Agent selection is optimized using an Upper Confidence Bound (UCB)-based strategy:

$S_i^t = \delta \cdot r_i^{t-1} + (1-\delta) \cdot c_i^t + x_i^{t-1}$

with exploration weighted by prior selection frequency. This architecture enables robust, adaptive filtering of unreliable or low-performing jurors with demonstrable improvements in code generation and reasoning task efficiency.

6. Fairness, Bias, and Auditability in Jury-Inspired LLM Filtering

Evaluation frameworks for LLM judicial fairness highlight systematic biases, inconsistency, and imbalanced inaccuracy in jury-mimetic LLM decision-making (Hu et al., 14 Jul 2025). Key metrics include

Inconsistency: Weighted proportion of verdict changes under counterfactual label perturbation.
Bias: Regression-based detection of systematic directional prediction shifts across label values.
Imbalanced Inaccuracy: Differential error rates distributed over demographic or procedural factors.

Parameter studies reveal that temperature increases can reduce bias (by increasing inconsistency), but model size or recency does not correlate with fairness improvements.
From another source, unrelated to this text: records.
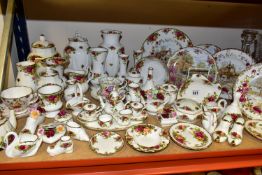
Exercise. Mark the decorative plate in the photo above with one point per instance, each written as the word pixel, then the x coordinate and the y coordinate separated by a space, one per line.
pixel 190 136
pixel 200 89
pixel 211 48
pixel 254 127
pixel 194 59
pixel 147 138
pixel 164 43
pixel 51 132
pixel 160 72
pixel 249 84
pixel 93 125
pixel 106 143
pixel 230 63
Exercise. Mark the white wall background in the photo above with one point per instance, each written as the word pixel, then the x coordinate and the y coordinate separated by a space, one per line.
pixel 133 34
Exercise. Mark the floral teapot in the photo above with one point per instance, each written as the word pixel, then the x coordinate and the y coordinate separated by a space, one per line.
pixel 6 125
pixel 199 88
pixel 22 145
pixel 79 76
pixel 43 48
pixel 170 90
pixel 50 76
pixel 114 102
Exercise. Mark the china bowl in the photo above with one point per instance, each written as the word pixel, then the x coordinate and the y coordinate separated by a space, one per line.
pixel 17 98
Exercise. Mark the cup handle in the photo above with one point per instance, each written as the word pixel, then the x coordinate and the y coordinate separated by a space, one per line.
pixel 32 97
pixel 222 103
pixel 80 90
pixel 7 135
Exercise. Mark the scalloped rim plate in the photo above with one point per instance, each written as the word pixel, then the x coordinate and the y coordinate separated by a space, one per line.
pixel 106 143
pixel 190 136
pixel 165 42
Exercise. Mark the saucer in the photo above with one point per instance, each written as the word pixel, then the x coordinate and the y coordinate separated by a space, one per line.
pixel 106 143
pixel 142 138
pixel 52 114
pixel 51 132
pixel 190 136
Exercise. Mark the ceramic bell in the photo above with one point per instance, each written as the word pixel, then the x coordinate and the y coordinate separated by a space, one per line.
pixel 6 125
pixel 23 145
pixel 64 145
pixel 35 118
pixel 76 131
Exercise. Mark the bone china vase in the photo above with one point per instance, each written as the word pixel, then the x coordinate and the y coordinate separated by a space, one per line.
pixel 111 41
pixel 77 52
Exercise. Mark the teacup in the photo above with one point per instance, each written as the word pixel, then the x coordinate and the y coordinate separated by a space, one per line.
pixel 105 120
pixel 217 107
pixel 137 109
pixel 124 117
pixel 17 98
pixel 91 111
pixel 51 97
pixel 76 104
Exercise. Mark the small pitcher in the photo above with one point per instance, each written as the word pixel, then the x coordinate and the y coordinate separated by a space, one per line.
pixel 138 110
pixel 73 90
pixel 51 97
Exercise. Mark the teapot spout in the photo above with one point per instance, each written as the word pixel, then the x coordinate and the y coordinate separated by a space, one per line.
pixel 12 118
pixel 102 103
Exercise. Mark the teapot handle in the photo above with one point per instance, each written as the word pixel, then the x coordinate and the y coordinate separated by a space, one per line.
pixel 7 135
pixel 222 103
pixel 78 85
pixel 123 85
The existence of accuracy-equity trade-offs suggests that integrating fairness auditing—and multi-dimensional jury composition monitoring—remains critical to trustworthy jury filtering in high-stakes applications.

7. Practical Impact and Future Directions

LLM-Jury Filtering is central to the advancement of interpretable, adaptive, and auditable model-based decision-making:

It enables participatory classifier voice selection, supporting stakeholder governance and ethical iteration.
It provides technical tools for transparency, robust dissent visualization, counterfactual and sensitivity analysis, and real-time recalibration based on stakeholder or jurisdictional requirements.
It underpins scalable data curation pipelines, fairness-aware judicial assistance, and multi-modal ensemble reasoning in recommender and legal systems.

Open-source codebases, toolkits, and benchmark datasets (e.g., FinerWeb-10BT, JudiFair, JustEva) accelerate research into jury-mimetic architectures, ensemble calibration, fairness measurement, and hyperparameter evaluation. The approach fundamentally reimagines the aggregation of divergent voices—from annotators to LLM agents—and offers a rigorous foundation for filtering, evaluating, and auditing complex model outputs in domains where accuracy, equity, and stakeholder legitimacy are paramount.